In the passage from Eyota referred to above, McClelland CJ observed that the court is not obliged “to accept uncritically as giving rise to a genuine dispute every statement in an affidavit” including those which are “inconsistent with other statements by the same deponent.”
In this case the judge found that the objective evidence before the court was contrary to the assertions made on its behalf to the effect that Reapfield was in breach of any arrangements set out in the marketing agreement[17] and concluded that the applicant had not demonstrated that the dispute was genuine.[18]
[17]Paragraph [23] and [24] reasons of Randall AsJ.
[18]Reasons, [28].
During argument, the applicant sought to raise two additional matters. First, that the language of the marketing agreement, including the reference to maximum sales for the property, supported the argument that Reapfield was obliged to sell the properties at a stated minimum price; and second, that there was an implied term that the apartments would be sold at a stated minimum price.
Neither argument was put before the Court below.
In any event, I find those arguments unattractive.
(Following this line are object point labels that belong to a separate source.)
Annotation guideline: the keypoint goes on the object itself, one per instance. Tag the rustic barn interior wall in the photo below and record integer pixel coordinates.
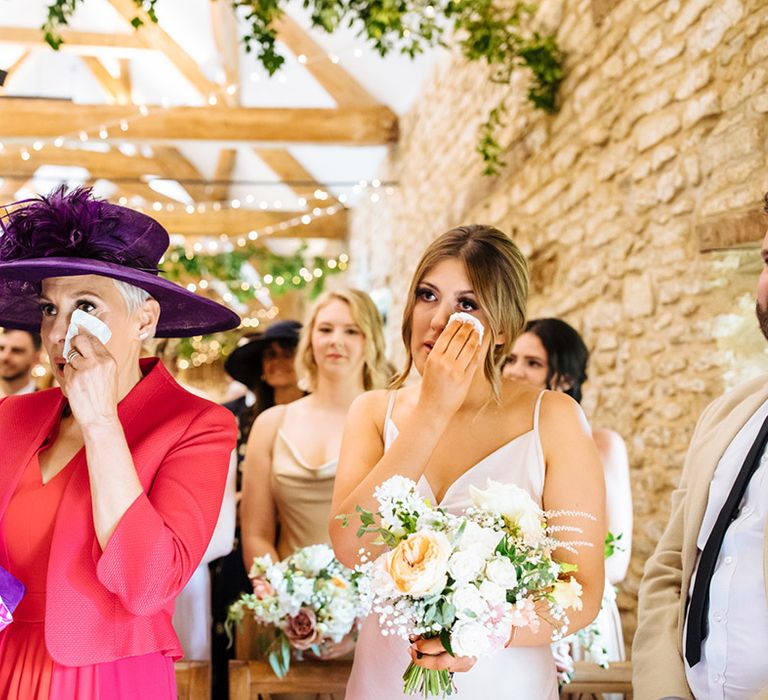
(638, 206)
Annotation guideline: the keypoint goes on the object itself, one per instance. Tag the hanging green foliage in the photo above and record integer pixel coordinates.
(497, 32)
(278, 273)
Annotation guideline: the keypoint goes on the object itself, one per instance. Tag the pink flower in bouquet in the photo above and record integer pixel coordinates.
(301, 629)
(524, 614)
(262, 588)
(498, 620)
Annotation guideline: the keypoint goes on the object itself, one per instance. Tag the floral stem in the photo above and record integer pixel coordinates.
(427, 682)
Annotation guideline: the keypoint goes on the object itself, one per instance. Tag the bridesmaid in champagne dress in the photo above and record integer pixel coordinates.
(292, 452)
(459, 426)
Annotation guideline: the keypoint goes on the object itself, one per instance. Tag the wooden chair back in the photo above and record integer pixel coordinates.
(250, 680)
(193, 680)
(592, 681)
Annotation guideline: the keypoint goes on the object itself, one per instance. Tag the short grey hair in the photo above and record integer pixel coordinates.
(134, 296)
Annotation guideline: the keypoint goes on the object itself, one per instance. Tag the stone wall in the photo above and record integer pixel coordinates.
(659, 152)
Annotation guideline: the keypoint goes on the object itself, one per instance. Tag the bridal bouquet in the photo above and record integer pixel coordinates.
(310, 598)
(468, 579)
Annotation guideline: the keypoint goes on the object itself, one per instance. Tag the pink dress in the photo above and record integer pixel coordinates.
(27, 672)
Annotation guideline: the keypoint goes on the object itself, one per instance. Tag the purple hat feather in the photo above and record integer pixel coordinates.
(73, 233)
(76, 225)
(11, 592)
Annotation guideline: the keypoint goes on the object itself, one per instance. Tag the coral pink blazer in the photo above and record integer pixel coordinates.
(106, 605)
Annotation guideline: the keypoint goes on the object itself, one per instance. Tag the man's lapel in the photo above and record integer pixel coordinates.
(704, 459)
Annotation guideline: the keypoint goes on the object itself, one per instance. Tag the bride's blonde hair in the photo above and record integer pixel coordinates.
(499, 276)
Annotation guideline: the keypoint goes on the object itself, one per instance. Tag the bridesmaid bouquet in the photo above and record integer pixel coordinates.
(11, 593)
(310, 598)
(467, 579)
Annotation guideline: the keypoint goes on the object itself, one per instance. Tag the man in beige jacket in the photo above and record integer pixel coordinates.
(703, 603)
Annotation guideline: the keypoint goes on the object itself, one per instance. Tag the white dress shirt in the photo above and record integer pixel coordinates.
(733, 662)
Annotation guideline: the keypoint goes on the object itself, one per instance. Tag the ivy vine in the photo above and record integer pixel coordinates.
(496, 32)
(278, 273)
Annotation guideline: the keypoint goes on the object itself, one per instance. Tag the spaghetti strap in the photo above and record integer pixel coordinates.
(537, 410)
(390, 406)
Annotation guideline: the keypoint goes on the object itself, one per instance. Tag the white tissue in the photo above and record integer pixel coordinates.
(464, 317)
(93, 325)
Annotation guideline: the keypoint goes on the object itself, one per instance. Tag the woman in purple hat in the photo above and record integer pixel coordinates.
(122, 470)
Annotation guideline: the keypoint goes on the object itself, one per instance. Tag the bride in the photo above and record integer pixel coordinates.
(459, 426)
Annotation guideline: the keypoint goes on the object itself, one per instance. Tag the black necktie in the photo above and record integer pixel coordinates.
(696, 629)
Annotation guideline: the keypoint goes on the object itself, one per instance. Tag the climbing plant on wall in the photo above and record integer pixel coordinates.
(495, 32)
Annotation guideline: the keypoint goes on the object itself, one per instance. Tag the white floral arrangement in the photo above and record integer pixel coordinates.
(468, 579)
(310, 598)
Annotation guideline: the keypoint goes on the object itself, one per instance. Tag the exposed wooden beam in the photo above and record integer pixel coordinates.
(79, 42)
(339, 84)
(224, 168)
(107, 166)
(281, 162)
(153, 36)
(114, 88)
(38, 118)
(10, 70)
(143, 190)
(238, 222)
(739, 229)
(225, 34)
(125, 77)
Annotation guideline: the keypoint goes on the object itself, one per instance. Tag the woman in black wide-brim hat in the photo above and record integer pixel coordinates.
(122, 469)
(264, 364)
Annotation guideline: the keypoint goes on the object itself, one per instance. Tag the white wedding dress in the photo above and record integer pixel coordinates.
(516, 673)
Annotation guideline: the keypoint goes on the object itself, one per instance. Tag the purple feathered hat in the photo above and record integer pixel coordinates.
(73, 233)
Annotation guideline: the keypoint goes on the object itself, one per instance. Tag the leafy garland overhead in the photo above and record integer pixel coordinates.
(278, 273)
(494, 31)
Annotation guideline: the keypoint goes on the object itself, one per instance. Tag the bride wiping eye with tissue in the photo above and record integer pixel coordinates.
(459, 426)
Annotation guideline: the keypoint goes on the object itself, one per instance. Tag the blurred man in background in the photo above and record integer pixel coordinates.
(19, 353)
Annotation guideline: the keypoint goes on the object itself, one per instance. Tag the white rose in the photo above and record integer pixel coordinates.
(492, 592)
(482, 540)
(470, 638)
(502, 572)
(512, 502)
(468, 602)
(567, 594)
(315, 558)
(465, 566)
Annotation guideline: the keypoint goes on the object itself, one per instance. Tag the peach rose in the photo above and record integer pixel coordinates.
(301, 629)
(418, 565)
(262, 588)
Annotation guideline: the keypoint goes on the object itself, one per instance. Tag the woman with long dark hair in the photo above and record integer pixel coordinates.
(552, 355)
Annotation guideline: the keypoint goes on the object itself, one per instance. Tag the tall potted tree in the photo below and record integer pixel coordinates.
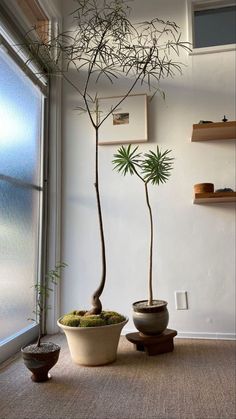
(104, 46)
(150, 316)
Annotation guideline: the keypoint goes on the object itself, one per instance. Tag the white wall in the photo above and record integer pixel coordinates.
(194, 244)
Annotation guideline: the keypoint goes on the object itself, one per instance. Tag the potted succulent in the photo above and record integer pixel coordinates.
(103, 46)
(150, 316)
(40, 357)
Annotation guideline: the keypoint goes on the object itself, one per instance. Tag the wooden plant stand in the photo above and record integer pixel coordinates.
(153, 345)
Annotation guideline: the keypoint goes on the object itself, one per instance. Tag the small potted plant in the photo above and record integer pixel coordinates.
(40, 357)
(104, 47)
(150, 316)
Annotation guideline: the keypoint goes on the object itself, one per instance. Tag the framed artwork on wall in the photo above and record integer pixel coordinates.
(128, 122)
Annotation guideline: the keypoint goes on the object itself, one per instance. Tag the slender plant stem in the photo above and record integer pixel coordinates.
(97, 306)
(150, 296)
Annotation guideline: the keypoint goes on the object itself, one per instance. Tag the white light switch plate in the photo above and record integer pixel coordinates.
(181, 301)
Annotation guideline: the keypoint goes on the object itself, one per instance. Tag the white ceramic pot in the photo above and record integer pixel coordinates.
(93, 346)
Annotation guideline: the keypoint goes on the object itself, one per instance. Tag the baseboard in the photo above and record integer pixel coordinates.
(194, 335)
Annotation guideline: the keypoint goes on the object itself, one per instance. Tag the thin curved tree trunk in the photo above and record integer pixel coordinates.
(96, 303)
(150, 295)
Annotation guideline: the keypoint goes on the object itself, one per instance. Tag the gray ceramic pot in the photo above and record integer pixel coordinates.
(40, 361)
(150, 320)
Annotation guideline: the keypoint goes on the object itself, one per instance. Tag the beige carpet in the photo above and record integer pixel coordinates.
(197, 380)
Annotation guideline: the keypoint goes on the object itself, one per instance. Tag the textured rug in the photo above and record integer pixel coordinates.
(197, 380)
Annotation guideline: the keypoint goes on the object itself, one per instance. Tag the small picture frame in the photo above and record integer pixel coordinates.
(127, 123)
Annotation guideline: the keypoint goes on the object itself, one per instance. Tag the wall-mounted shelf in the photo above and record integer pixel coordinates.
(215, 197)
(214, 131)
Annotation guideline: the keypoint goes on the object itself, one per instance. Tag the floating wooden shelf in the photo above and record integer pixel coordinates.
(215, 197)
(214, 131)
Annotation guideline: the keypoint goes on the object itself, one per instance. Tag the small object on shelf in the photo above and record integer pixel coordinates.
(204, 188)
(214, 198)
(216, 131)
(224, 190)
(205, 122)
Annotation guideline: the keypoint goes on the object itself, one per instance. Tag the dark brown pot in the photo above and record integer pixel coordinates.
(150, 320)
(40, 360)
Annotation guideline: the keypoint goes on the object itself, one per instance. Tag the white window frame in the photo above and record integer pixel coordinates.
(193, 5)
(54, 196)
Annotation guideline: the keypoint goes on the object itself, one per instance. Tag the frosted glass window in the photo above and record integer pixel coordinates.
(214, 27)
(21, 104)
There is no express term to the effect asserted and, prima facie, it seems to me that the implied term contended for is neither obvious nor is it necessary to give business efficacy to the marketing agreement and would be unlikely to be found to be an implied term; the price schedule might simply indicate a willingness on the part of the vendor to sell at the stated prices.
No off-setting claim
In relation to the alleged off-setting claim, his Honour observed:
· that the underwriting agreement and any other attendant documents explaining the relationship between TP and Rescom had not been produced to the Court;
· there was no explanation as to why the documents had not been produced;
· he was left in a position where he was unable to consider the relevant terms and particularly, the requisite pre-determined level of sales and the consequences of failure to meet the same;
· he was left in the dark as to the terms of the arrangements between Rescom and TP (the owner of the apartments);
· there was no objective evidence to establish the terms of the (underwriting) agreement with TP or that reaching a pre-determined value of sales was a requirement, or, that any consequences flow from any such failure.[19]
[19]Paragraphs [12], [15] and [20] Reasons.
Adopting the language of Dodds-Streeton JA in TR Administration Pty Ltd, his Honour found that Rescom had not demonstrated that the purported off-setting claim has “a sufficient objective existence and prima facie plausibility to distinguish it from…assertion.”
I also agree with this analysis. The evidence in relation to the underwriting agreement was extremely general and vague. Conspicuously, Mr Ng did not identify the alleged pre-determined level. If sales were at or above the pre-determined level, such that there was no shortfall, presumably no claim would lie by TP against the underwriter Rescom. Without knowing the pre-determined level and the terms of the underwriting agreement the court was not in a position to determine whether there was an off-setting claim.
Further, as counsel for the applicant conceded, properly in my view, if the sale prices obtained were at the predetermined level, there would be no shortfall to be underwritten and no excess to be shared.
For the reasons given by his Honour and the additional reasons referred to above, in my view, the decision that Rescom failed to demonstrate that there is a genuine dispute or an offsetting claim is not attended by sufficient doubt to warrant the grant of leave.
In the circumstances, in my opinion, the application for leave must be refused.
ASHLEY JA:
I agree in the reasons of my brother Almond and the order which he proposes.
(Discussion re orders and costs.)
The orders we will make are:
1. Set aside para.3 of the orders made by Randall AsJ on 19 February 2014 and in lieu thereof extend the period for compliance with the demand to 16 May 2014.
2. Otherwise dismiss the application.
3. Applicant pay the respondent's costs of the application.